His early life as the son of a sharecropper outside Baton Rouge, La., held no glimpse of Guy's formidable future. He was still a young boy chipping ice to sell to his neighbors when he got his first guitar from a friend of his father's.
"He came up to me and said `I bet if I got you a guitar, you could play that thing.' Well, I was too proud to tell him I'd never done it before, so I took it and learned," says Guy.
Given the choice of picking his fingers raw in the fields or picking his fingers raw on a guitar, he chose the latter. He'd walk down to the storefronts and watch local blues players plug in their guitars and, with their old, crooked knuckles, strum out music that sent chills down his spine.
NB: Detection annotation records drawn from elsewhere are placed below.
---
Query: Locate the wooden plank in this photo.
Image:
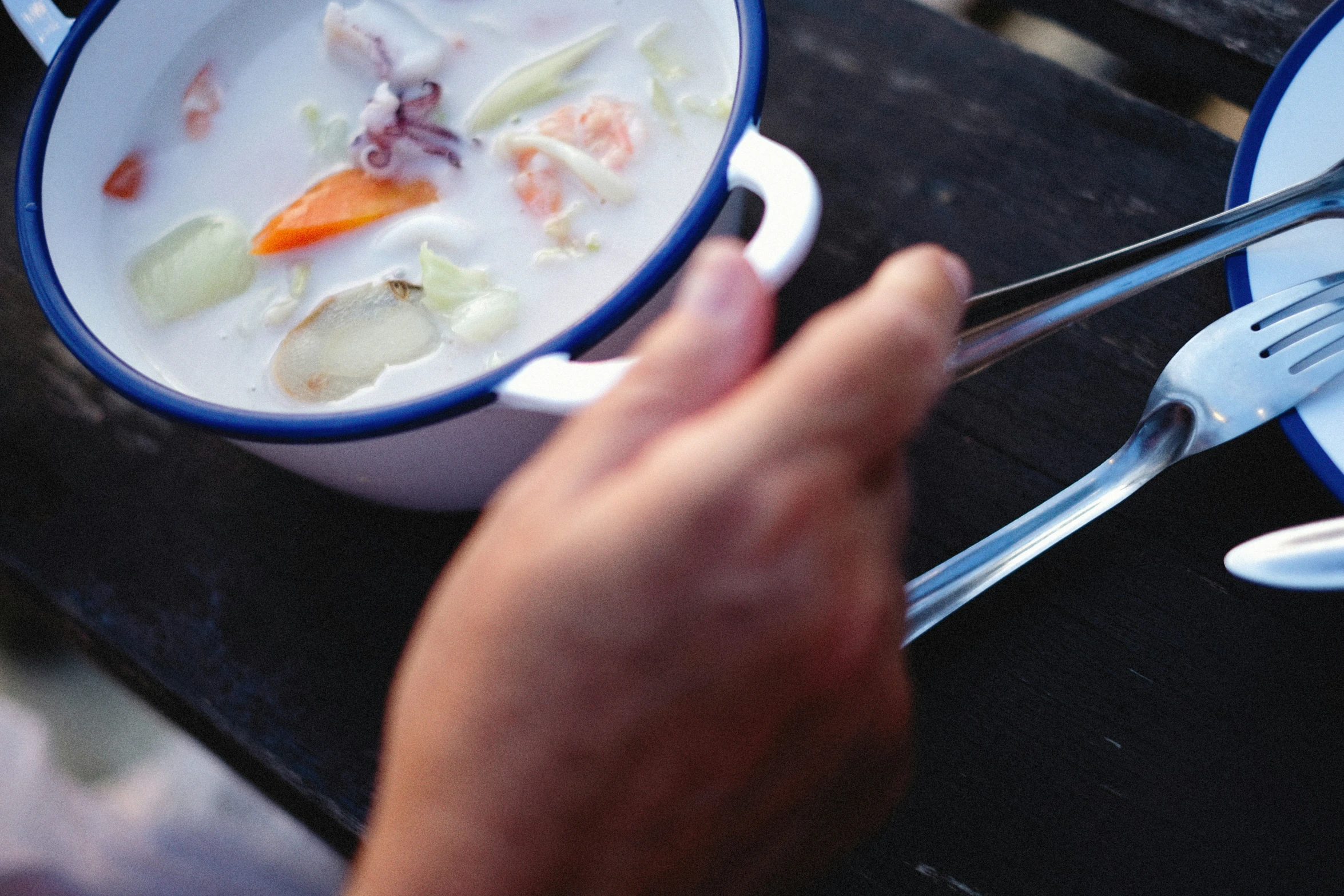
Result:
[1005,0,1329,107]
[1012,0,1274,107]
[1117,0,1331,66]
[0,0,1344,896]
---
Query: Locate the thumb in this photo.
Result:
[538,239,774,491]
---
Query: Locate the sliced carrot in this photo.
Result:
[102,149,145,201]
[251,168,438,255]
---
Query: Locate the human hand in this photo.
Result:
[349,241,971,896]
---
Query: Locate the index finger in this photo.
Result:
[723,246,971,481]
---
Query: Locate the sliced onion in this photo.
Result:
[272,281,439,401]
[126,215,257,324]
[448,289,518,343]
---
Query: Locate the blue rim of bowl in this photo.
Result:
[15,0,766,443]
[1226,0,1344,501]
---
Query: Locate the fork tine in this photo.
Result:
[1274,320,1344,392]
[1246,272,1344,332]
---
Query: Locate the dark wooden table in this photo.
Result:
[0,0,1344,896]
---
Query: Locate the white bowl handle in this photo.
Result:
[4,0,74,66]
[500,127,821,414]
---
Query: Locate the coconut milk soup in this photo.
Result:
[97,0,733,412]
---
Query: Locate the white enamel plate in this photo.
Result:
[1227,0,1344,500]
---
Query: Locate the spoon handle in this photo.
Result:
[948,161,1344,379]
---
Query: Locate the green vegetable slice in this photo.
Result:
[421,243,495,314]
[634,22,691,82]
[649,78,681,136]
[465,26,615,134]
[680,94,733,121]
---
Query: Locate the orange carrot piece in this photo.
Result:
[102,149,145,201]
[251,168,438,255]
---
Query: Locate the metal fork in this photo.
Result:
[905,272,1344,643]
[948,161,1344,379]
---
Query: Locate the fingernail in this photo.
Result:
[676,249,750,326]
[942,253,972,301]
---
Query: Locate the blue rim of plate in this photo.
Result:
[1226,0,1344,501]
[15,0,768,443]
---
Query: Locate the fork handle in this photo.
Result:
[949,161,1344,379]
[905,401,1195,645]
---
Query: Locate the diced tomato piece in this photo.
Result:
[181,63,223,140]
[251,168,438,255]
[514,152,564,218]
[578,97,637,170]
[102,149,145,201]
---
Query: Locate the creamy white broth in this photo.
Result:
[100,0,733,412]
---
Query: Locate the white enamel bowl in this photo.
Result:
[4,0,821,511]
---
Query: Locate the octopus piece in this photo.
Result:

There wasn't a doubt in his mind that he was witnessing a greatness that he wanted to repeat. That decision was the spark that would grow into one of the brightest fires the blues would ever know.
Once destitute, he is now the owner of Buddy Guy's Legends nightclub in Chicago and the driving force behind the Buddy Guy Foundation, which helps forgotten blues musicians with poor families get tombstones. The recipient of numerous awards (among them the W.C. Handy Award, Billboard's Century Award and three Grammy Awards), Guy considers himself "a little talented and a lot of lucky."
Although his buddy B.B. King is often given credit for Guy's resurgence, Guy credits a series of performances with Eric Clapton for helping him come back from obscurity and despair.
"He really helped people realize I was still around," Guy says of his sometimes fishing companion. "We had some legendary performances together, and it really helped me get back into people's minds. Without Eric, I don't know where I'd be."
The bright lights gleaming down on him from the stage at London's Royal Albert Hall were a far cry from his days of playing the streets for money, but there are some things even success can't erase from the memory. Hearing Guy talk about racism in the music industry is painful and sobering. While black and white may merge into one flashy blur on his trademark polka-dotted guitar, he knows that the two colors still clash all too frequently in everyday life.
"Some of the lowest points of my career have come because I am black and a blues player," he laments, his voice laced with sadness. "Because of the color of my skin and the type of music I chose to play, I always had two strikes against me from the beginning. But I didn't give up then, and I'm not going to now."
Confident, but not content, these days he's more concerned with the people that turn the screws at radio stations than nightclub owners that refused to book him in the "old days."
"I'll run into these young kids working at radio stations who would play me if they could, but the station owners just don't get it. It's really sad," he says. "They don't think the blues sells, but it's been around for too long for them to worry about stuff like that. Sure, they play the white boys, like Clapton and the Stones, who were influenced by my generation. It's thanks to them that we all still survive. Those guys help spread the word and keep the blues going."
Guy is quick to add that he is doing his best to carry on the tradition of giants like Robert Johnson, Muddy Waters, Lightin' Hopkins and too many others to name, but it's never easy. He sits in awe of what fellow musicians like Clapton, Vaughn and even newcomer Jonny Lang (who had a guest appearance on Guy's latest, "Heavy Love") have meant to the resurgence of the blues.
"Thanks to them selling so many albums, record company executives really have to stand up and take notice," he says. "They see these white musicians coming in and playing the blues and their CDs selling, and they have to snap to attention for old black guys like me."
When he’s not playing the blues and inspiring up and comers, he’s fishing. These days, of course, he’s just too busy with his legendary blues clubs, touring and recording with pals like Clapton. If only he could just get away on that fantasy fishing trip to one of his favorite holes near his Baton Rouge home, life would be about as good as it gets.
“You should come with us, girl. It’d just be you, me and Eric. We’ll teach you how to fish right!”